Er fügt hinzu, dass Energieeinrichtungen auch in diesem Winter nicht vorbereitet wurden, während Maßnahmen, die in den letzten Jahren ergriffen wurden, dazu geführt haben, den Verbrauch durch Überlastung des Stromnetzes zu erhöhen.
“Die Förderung effizienter elektrischer Geräte hat dazu geführt, dass viele Verbraucher die Heizungsmuster ändern, sich mit Strom beheizen, sei es durch Klimaanlagen oder Wärmepumpen. Dies hat die Nachfrage nach Energie im System erhöht, weil die Bürger von traditionellen Brennstoffen bis hin zu thermischem Brennstoff” gegangen sind, betont er.
Das Wirtschaftsministerium der Kosovo-Regierung hat seit 2022 manchmal Zuschüsse für Bürger geteilt, die effiziente Heizungsanlagen kaufen, darunter Wärmepumpen, Klima- und Klimapumpen sowie Biomas (Dru, Windeln, Rasierer) und einzelne Biosonicherds. Der letzte Anruf erfolgte im September dieses Jahres.

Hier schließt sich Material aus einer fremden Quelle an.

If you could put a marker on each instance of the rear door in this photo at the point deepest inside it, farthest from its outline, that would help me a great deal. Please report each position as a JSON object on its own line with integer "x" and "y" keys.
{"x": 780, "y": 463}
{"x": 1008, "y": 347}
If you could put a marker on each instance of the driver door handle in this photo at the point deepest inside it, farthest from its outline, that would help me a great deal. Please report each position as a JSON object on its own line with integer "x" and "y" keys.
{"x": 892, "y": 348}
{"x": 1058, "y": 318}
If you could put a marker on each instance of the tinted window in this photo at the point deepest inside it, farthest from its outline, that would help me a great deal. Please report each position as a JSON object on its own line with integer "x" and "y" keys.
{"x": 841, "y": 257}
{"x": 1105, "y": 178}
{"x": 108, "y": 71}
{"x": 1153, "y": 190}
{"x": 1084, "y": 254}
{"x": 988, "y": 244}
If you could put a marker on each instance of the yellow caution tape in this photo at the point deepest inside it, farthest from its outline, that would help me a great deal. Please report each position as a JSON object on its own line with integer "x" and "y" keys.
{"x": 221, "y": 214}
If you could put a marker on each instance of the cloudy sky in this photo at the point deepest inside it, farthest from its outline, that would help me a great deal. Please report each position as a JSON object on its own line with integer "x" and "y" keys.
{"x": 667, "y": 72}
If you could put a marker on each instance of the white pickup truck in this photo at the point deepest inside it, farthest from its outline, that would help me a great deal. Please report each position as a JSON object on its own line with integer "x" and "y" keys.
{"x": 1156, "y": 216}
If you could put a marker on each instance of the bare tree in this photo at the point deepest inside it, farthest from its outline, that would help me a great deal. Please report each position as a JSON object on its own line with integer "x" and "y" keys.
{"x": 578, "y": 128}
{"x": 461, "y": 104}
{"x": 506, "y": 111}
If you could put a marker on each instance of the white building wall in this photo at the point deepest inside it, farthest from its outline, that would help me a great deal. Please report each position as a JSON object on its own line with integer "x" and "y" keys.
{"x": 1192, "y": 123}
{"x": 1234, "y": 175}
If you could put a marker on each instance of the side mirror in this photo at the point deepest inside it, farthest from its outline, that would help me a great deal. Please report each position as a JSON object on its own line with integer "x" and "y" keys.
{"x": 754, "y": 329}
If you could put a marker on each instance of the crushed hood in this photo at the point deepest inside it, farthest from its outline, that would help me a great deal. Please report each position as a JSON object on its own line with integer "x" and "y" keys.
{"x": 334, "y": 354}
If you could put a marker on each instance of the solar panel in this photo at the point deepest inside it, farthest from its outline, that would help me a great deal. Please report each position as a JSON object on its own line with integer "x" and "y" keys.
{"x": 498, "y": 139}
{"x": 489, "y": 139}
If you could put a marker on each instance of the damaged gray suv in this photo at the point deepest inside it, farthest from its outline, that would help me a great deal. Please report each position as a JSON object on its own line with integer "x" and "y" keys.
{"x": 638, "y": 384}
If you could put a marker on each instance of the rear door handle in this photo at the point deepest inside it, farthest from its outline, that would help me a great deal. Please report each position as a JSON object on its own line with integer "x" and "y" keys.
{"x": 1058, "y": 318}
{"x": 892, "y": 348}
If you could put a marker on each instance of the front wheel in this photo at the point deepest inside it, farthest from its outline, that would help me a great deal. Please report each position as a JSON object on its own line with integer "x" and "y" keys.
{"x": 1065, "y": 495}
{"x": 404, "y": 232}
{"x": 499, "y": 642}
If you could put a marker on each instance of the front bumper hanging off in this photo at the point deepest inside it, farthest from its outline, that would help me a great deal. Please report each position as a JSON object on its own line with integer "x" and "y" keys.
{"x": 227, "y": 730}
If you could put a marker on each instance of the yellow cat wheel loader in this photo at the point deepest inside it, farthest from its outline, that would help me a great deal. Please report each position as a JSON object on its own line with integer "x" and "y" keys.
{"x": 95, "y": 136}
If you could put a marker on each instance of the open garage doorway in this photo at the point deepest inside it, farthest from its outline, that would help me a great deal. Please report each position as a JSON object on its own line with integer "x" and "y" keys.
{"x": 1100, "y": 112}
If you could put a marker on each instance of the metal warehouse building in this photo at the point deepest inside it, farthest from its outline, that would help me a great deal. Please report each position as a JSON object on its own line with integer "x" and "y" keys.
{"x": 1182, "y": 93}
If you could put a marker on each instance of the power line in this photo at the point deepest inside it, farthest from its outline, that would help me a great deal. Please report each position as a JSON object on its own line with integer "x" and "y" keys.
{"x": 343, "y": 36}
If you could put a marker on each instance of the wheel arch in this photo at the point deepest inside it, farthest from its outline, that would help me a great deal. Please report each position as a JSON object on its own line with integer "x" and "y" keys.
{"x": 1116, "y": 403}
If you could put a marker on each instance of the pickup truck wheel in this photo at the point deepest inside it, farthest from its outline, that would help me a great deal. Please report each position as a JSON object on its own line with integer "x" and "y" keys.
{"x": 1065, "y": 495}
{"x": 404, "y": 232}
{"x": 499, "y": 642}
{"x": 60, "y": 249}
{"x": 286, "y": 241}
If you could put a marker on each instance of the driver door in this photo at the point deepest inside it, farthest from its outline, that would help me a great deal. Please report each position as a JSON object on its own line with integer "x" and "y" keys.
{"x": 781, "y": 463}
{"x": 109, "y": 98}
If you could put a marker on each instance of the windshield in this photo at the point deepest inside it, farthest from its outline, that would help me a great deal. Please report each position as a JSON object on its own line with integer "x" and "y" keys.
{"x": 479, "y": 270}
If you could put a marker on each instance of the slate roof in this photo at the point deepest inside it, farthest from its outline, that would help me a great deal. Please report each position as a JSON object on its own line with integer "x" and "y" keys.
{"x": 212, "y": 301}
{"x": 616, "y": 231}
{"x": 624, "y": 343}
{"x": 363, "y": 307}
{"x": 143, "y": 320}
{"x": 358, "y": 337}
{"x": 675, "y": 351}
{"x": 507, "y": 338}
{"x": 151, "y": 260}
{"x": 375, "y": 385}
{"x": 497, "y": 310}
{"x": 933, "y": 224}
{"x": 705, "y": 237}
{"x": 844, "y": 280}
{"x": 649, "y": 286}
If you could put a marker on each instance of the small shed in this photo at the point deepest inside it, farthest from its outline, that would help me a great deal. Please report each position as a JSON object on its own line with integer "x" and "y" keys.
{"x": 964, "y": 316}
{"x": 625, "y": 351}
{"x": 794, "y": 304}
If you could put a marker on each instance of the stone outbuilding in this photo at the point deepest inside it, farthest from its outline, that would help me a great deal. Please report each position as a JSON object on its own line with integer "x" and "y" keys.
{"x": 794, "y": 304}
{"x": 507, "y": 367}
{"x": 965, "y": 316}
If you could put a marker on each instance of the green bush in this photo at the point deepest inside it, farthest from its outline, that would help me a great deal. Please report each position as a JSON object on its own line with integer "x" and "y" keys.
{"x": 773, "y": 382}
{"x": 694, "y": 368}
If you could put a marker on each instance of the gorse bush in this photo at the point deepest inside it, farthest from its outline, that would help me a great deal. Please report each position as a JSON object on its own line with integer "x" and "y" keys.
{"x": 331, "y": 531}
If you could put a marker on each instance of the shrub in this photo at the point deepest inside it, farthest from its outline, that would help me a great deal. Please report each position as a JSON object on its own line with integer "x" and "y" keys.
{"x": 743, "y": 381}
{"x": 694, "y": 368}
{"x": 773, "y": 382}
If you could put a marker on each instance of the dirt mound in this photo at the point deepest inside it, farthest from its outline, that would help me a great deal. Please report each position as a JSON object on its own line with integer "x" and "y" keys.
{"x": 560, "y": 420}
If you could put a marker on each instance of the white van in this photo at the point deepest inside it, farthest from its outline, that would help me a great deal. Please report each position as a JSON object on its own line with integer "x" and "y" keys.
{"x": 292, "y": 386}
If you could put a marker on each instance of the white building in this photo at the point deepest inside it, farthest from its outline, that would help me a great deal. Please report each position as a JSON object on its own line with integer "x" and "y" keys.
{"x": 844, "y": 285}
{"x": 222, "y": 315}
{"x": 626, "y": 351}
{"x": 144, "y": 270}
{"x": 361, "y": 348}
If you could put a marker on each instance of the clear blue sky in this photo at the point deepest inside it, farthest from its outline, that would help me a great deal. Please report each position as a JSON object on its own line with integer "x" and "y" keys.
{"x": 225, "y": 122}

Dieses Ministerium reagierte nicht auf das Interesse von Radio Free Europe an der Gesamtzahl der Begünstigten.
Allerdings hat es im Januar dieses Jahres angekündigt, dass in den letzten zwei Jahren Zahlungen für über 150.000 Haushalte realisiert wurden, was etwa sieben Millionen Euro ausmacht.
Laut Dardan Abbas wurden diese Subventionen schlecht unangemeldet, was dazu führt, dass “das Stromnetz überladen, das alt ist”.
KEDS musste im Rahmen des Privatisierungsvertrags in Kapitalprojekte für die Modernisierung und Digitalisierung des Netzwerks investieren. Aber bisher gab es keine Antwort auf den Wert der Investitionen in diese Projekte.
Die Stromverteilung und -versorgung des Kosovo wurde 2013 vom türkischen Konsortium “Celik-Limac” für einen Preis von 26,3m Euro privatisiert.
Die Privatisierungsvereinbarung besagt, dass <x0nderer und Investor gemeinsam in das 300m-euro-Netzwerk über einen Zeitraum von 15 Jahren investieren”.
Nach Angaben des Energy Regulatory Office (ZRRE) investiert dieses Unternehmen jährlich mehr als 20m Euro, Investitionen, die sich direkt auf die Verbesserung und Stärkung des Vertriebsnetzes auswirken.
Energiebedingte Nichtregierungsorganisationen schätzen, dass Investitionen in erneuerbare Energien die einzige Alternative zur Lösung des Problems der Stromknappheit sind.